Kanardo embraces family legacy of quality music, continues tradition
with new single ‘Façade Now’
COLUMBUS, OH – When Kanardo Davis thinks about the legacy he can leave through his music, he can’t help but think of his family. His grandmother started a path unknowingly many years ago when she named her son Kanardo – a unique name that she discovered while at a restaurant when she was young. That son passed the name down to his son, and now the name has been passed to yet a third generation to Davis’ young boy. But that’s not all that has been passed down through the family – music, also, has been a mainstay for the Kanardos. In fact, Davis said he attributes much of what he knows about music and the industry to his father, and he can’t wait to pass on some of that knowledge to his own son to see how he one day will take up the mantle and continue the tradition of making good music for the world.
“My dad was the manager for my Uncle B, Bizzy Bone of Bone Thugs N Harmony, so I grew up seeing what the music industry does, and I’ve been making music for a while now,” Kanardo said. “My dad was also able to get my uncle a couple of music deals. And from seeing those things I knew I wanted to kind of take that same route and avenue and see where it takes me. If I could teach my son about music, too along the way, that would be something I’d really love. To show him what it takes to really stand out in a crowd, and how to make money through music, or how to get his point across to a mass audience … that’s something I’ve seen from my uncle passed on to his son, my cousin Lil Bizzy.”
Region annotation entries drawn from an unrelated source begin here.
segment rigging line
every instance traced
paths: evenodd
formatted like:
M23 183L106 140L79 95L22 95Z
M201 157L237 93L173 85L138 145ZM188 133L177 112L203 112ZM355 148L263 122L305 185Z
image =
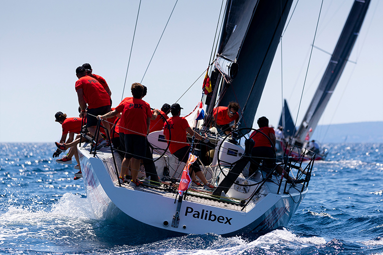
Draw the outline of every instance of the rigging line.
M320 30L321 29L322 29L322 27L323 27L323 29L320 30L320 31L319 31L318 32L318 36L319 36L321 34L322 34L322 33L324 32L324 30L326 30L326 27L329 25L329 24L330 24L331 23L331 20L332 20L332 19L334 18L334 17L335 17L336 15L336 14L338 13L338 12L339 11L339 10L340 10L342 8L342 7L343 6L343 5L345 4L345 3L347 1L347 0L344 0L343 1L343 2L341 4L341 5L338 8L338 9L334 13L334 14L333 14L332 16L330 18L330 19L328 20L328 21L327 21L327 23L326 23L326 24L325 24L324 25L322 25L322 24L321 24L321 27L319 28L319 30ZM325 16L324 17L325 17Z
M310 53L310 58L308 59L308 63L307 64L307 69L306 70L306 75L304 77L304 82L303 82L303 87L302 88L302 93L300 94L300 100L299 100L299 105L298 106L298 112L296 113L296 118L295 119L295 122L294 123L294 128L296 126L296 122L298 121L298 115L299 114L299 109L300 109L300 104L302 103L302 98L303 95L303 91L304 91L304 85L306 84L306 80L307 78L307 73L308 73L308 68L310 67L310 61L311 60L311 56L312 55L312 49L314 48L314 43L315 41L315 36L316 36L316 32L318 31L318 24L319 23L319 19L320 18L320 13L322 11L322 7L323 5L323 0L322 0L322 3L320 5L320 9L319 10L319 15L318 16L318 21L316 22L316 28L315 28L315 33L314 35L314 39L312 41L312 46L311 46L311 50Z
M292 15L294 15L294 11L295 10L295 8L296 8L296 5L298 4L298 2L299 1L299 0L298 0L296 1L296 3L295 3L295 6L294 7L294 9L292 10L292 12L291 12L291 15L290 16L290 19L288 20L288 22L287 22L287 25L286 25L286 28L285 28L285 31L284 31L283 33L282 34L282 35L281 36L281 40L282 40L282 37L283 37L284 35L285 34L285 33L286 32L286 29L287 29L287 27L288 26L288 24L290 24L290 21L291 20L291 18L292 17ZM282 4L282 2L281 2Z
M314 48L315 48L315 49L317 49L318 50L319 50L320 51L322 51L322 52L324 52L325 53L327 53L327 54L329 55L330 56L332 56L332 54L331 54L330 52L328 52L327 51L326 51L324 50L323 50L323 49L321 49L319 47L317 47L317 46L316 46L314 45ZM358 49L357 48L357 49ZM357 54L357 55L358 55L358 54ZM350 62L350 63L352 63L353 64L357 64L357 62L356 61L353 61L352 60L350 60L350 59L347 59L347 61L348 62Z
M132 56L132 50L133 49L133 43L134 42L134 36L136 35L136 29L137 28L137 23L138 21L138 14L140 13L140 7L141 7L141 1L140 0L140 4L138 5L138 12L137 13L137 18L136 19L136 25L134 26L134 32L133 34L133 40L132 40L132 46L130 47L130 53L129 54L129 61L128 61L128 67L126 68L126 74L125 75L125 82L124 82L124 88L122 89L122 95L121 96L121 100L124 98L124 91L125 91L125 85L126 85L126 78L128 77L128 70L129 70L129 64L130 63L130 57Z
M291 13L291 17L292 16L292 14L294 14L294 10L295 10L295 8L296 7L296 4L298 3L298 1L296 1L296 4L295 4L295 7L294 7L294 10L292 11L292 13ZM281 16L282 16L282 0L281 0ZM290 22L290 20L291 20L291 17L290 17L290 20L288 20L288 22ZM287 23L287 25L288 25L288 23ZM283 28L281 27L281 29L283 29ZM286 31L286 30L285 29L285 31ZM281 115L282 117L282 127L285 127L286 126L286 123L285 123L285 103L283 101L283 53L282 51L283 49L283 45L282 45L282 37L283 37L283 34L281 36L281 39L280 40L280 41L281 42L281 102L282 103L282 115ZM278 124L278 125L277 126L277 128L278 129L279 127L278 126L279 125L279 123ZM283 136L283 130L282 131L282 135Z
M215 28L215 34L214 34L214 41L213 41L213 46L211 47L211 53L210 54L210 59L209 59L209 63L211 63L212 58L214 57L213 55L213 50L214 50L214 43L215 41L215 38L217 37L217 31L218 31L218 28L219 26L219 20L221 18L221 13L222 13L222 6L223 6L223 0L222 0L222 3L221 4L221 10L219 11L219 16L218 17L218 21L217 22L217 27L216 28ZM217 41L217 42L218 43L218 41ZM216 50L216 49L217 49L217 46L216 45L215 50ZM215 53L214 52L214 54Z
M209 66L209 67L210 67L210 66ZM183 97L183 96L184 96L184 95L185 94L186 94L186 92L188 92L188 91L189 90L189 89L190 89L191 88L192 88L192 86L193 86L193 85L194 85L195 84L195 83L196 83L196 82L197 82L197 81L198 80L199 80L199 78L201 78L201 76L202 76L202 75L203 75L203 74L204 74L205 72L206 72L206 69L205 69L205 70L203 71L203 72L202 72L202 74L201 74L201 75L200 75L200 76L199 76L199 77L198 78L197 78L197 80L195 80L195 81L194 82L193 82L193 84L192 84L192 85L190 85L190 87L189 87L188 88L188 89L187 89L187 90L186 90L186 91L185 91L185 92L184 92L183 94L182 94L182 95L181 95L181 96L180 97L180 98L178 98L178 99L177 99L177 101L176 101L176 102L175 102L175 103L177 103L177 102L178 102L179 101L180 101L180 99L181 99L181 98L182 98L182 97Z
M172 10L172 12L170 13L170 16L169 16L169 18L168 19L168 22L166 22L166 25L165 25L165 27L164 28L164 31L162 31L162 34L161 34L161 36L160 37L160 40L158 40L158 43L157 44L157 46L156 46L156 49L155 49L154 50L154 52L153 53L153 55L152 55L152 58L150 59L150 61L149 62L149 64L148 64L148 67L146 68L146 70L145 71L144 76L142 77L142 79L141 80L141 82L140 83L142 84L142 81L144 80L144 78L145 77L145 76L146 74L146 72L147 72L148 69L149 69L149 66L150 65L150 63L152 62L152 60L153 59L153 57L154 57L154 54L156 53L156 51L157 50L157 48L158 47L158 45L160 44L160 42L161 42L161 39L162 38L162 36L164 35L164 33L165 33L165 29L166 29L166 27L168 26L168 24L169 23L169 20L170 20L170 18L172 17L172 14L173 14L173 11L174 11L174 8L176 8L176 5L177 4L178 2L178 0L177 0L176 1L176 3L174 4L173 9Z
Though Kanardo has been making music for a while, it wasn’t until last year that he began releasing any of that music to the world. Born and raised in Columbus, Ohio, he said the market isn’t a strong one for hip-hop, and as a result there aren’t a lot of opportunities for new artists to make a big splash. He hopes to change that environment, however, with his new single “Façade Now.” Released in early May, it’s a song that he calls “an attention-grabber.”
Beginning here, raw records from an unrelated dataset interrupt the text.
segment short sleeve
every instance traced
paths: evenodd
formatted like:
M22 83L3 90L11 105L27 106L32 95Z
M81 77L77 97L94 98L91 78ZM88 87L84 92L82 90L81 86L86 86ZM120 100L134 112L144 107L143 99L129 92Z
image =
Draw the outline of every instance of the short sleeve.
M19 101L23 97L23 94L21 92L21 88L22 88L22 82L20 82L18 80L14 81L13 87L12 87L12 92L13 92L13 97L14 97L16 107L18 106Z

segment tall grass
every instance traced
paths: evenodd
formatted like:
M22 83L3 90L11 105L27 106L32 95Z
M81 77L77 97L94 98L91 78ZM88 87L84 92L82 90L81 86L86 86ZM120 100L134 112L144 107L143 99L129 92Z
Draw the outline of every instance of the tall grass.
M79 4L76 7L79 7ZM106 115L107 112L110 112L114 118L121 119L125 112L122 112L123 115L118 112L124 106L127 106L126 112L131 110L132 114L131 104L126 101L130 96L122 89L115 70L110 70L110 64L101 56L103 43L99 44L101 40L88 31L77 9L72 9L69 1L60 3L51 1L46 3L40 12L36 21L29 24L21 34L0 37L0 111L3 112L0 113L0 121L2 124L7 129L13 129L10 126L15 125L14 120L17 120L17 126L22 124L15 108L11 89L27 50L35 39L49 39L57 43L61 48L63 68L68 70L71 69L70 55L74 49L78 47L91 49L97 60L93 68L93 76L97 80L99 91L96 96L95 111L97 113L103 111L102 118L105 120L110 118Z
“If you want to make it in this industry, that’s not something you can really rely on here in Columbus,” Kanardo said. “I know I have to make a name for myself. And for me that means upping the intensity and rapping really well. I want to establish myself as being one of the better artists out there – as someone who is serious about the craft and art he produces. And so with this song you’ll see that I’m not necessarily more lyrical than anyone else right now, but I am more hard-spoken. The beat on this song is really intense and the words are really intense and my voice is really intense. It’s not like heavy metal, but there is intensity behind it. I hope it’s more of something that somebody can gravitate towards and introduce them to a guy who is consistent with good quality sounding music.”